LIFT, a manufacturing research initiative launched last year under the aegis of the U.S. Department of Defense and incorporating numerous industrial and academic interests, will concentrate its initial R&D on refining technologies for casting lightweight automotive transmission cases in iron.
“People don’t often think of iron alloys as lightweight, so this first project shows how we are really changing the thinking about manufacturing in America,” stated Larry Brown,
LIFT’s executive director. “We expect that by working together through LIFT, the collaborators from industry and academia will be able to accelerate the speed of turning their R&D into a production line process.”

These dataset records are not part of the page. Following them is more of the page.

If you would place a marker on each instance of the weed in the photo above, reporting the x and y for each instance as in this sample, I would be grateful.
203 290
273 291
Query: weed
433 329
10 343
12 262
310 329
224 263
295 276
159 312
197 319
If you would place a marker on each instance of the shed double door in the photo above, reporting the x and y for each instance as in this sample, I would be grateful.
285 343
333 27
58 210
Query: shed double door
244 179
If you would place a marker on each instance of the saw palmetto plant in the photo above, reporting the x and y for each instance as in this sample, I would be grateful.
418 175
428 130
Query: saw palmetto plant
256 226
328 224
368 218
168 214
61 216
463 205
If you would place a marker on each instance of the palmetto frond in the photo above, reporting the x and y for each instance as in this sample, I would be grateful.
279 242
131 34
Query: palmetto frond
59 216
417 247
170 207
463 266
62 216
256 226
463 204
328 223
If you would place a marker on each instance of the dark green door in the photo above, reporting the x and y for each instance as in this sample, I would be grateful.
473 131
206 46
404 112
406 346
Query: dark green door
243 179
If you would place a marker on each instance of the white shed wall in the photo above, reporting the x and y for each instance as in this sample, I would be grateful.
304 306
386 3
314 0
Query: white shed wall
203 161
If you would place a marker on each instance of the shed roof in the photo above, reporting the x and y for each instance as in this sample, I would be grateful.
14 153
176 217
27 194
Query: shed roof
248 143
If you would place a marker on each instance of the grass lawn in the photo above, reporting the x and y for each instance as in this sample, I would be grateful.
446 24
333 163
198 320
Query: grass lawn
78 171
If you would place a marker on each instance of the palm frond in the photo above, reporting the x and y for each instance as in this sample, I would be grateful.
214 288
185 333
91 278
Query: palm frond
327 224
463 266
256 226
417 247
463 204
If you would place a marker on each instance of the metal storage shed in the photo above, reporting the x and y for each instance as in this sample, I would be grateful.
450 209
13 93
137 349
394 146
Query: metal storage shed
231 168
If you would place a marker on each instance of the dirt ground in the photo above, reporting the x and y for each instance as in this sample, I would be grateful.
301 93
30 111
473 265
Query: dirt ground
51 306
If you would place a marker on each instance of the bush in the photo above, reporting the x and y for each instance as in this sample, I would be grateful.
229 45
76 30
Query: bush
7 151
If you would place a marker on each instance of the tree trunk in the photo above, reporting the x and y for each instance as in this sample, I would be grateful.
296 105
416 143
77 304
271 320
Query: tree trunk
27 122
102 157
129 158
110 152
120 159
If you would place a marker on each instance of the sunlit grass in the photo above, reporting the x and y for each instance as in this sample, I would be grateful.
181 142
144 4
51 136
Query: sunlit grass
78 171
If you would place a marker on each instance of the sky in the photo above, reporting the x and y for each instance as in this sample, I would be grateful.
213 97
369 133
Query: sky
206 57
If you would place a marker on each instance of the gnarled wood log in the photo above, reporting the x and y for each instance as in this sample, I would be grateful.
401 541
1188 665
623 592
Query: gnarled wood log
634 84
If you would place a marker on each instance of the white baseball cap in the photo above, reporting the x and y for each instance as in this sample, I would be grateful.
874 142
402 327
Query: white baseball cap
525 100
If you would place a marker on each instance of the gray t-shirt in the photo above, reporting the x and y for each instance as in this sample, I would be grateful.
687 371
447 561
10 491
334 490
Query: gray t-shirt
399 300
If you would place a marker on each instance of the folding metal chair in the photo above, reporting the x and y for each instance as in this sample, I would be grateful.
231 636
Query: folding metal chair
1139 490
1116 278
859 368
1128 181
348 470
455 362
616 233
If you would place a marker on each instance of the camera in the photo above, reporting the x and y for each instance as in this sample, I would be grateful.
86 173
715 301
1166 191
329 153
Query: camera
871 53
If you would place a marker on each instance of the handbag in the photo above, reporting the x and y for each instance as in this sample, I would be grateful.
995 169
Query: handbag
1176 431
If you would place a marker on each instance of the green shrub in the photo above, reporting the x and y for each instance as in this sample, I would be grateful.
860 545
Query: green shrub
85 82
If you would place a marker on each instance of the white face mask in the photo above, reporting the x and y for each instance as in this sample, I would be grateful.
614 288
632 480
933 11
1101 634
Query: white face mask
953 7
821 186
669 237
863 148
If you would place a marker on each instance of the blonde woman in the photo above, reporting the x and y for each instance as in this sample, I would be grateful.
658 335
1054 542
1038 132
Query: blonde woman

LIFT — Lightweight Innovations for Tomorrow — is a “manufacturing innovation institute” operated by the American Lightweight Materials Manufacturing Innovation Institute, a partnership announced last year. Within the ALMMI partnership, the LIFT initiative is administered by the U.S. Navy Office of Naval Research. Beyond thin-wall casting, LIFT indicates it intends to study high-integrity casting and dissimilar metal casting, all three subjects being critical to manufacturing lighter, less expensive, and better performing parts for aerospace, automotive, and military systems.
As for the current, thin-wall iron casting “acceleration project,” approximately 44% of its estimated $1.34 million cost will be paid by the federal government; 56% will be supplied by industry and research partners.
The project’s principal industrial partner will be Grede Holdings LLC. Michigan Technological University will be the lead research partner. Also participating will be automotive tier suppliers Eaton Corp. and Comau, the Massachusetts Institute of Technology, and the American Foundry Society, among others. LIFT has dozens of partner among industrial and academic interests active in the automotive and aerospace supply chains.
Grede Holdings was formed in 2009 by investors consolidating the former Grede LLC and Citation Corp. organizations. The group now covers 13 foundries and three machine shops, where it manufactures gray and ductile iron castings, and specialty products like high-silicon molybdenum iron castings.
According to LIFT’s announcement, “integrating and implementing” manufacturing methods with different available alloys can decrease wall thicknesses of ductile iron cast parts by up to 50%, which could help to achieve weight savings of 30-50%.
Results Expected Soon
“Iron alloys have high stiffness and good strength. We will optimize composition and cooling rate utilizing Grede’s new high-precision molding machines to create thin-wall ductile iron components while maintaining desired microstructures and performance,” according to Paul Sanders, associate professor of Materials Science and Engineering at Michigan Tech.
He said the program would integrate “upfront modeling with local cast properties” to optimize component geometries.
Much of the research will be carried out at its St. Cloud, MN, foundry, and according to Larry Brown it should begin to report its results in “about a year.”
“During early product development, parts are designed to meet the limiting performance criteria,” observed Jay Solomond, Grede’s v.p. of engineering and technology at Grede. “This often results in parts being globally designed with extra material to meet the minimum requirements. However, this also often results in unnecessary weight to the overall part. We want to put the right amount of material just where it needs to be – and to replicate that on a scale for automotive production lines.”
The American Foundry Society’s involvement will help to disseminate information on using the new materials and techniques emerging from the project.
Brown said the LIFT would be announcing more technology projects and education and workforce development initiatives “on a regular schedule … to make sure we have people well trained in the innovations we are generating.”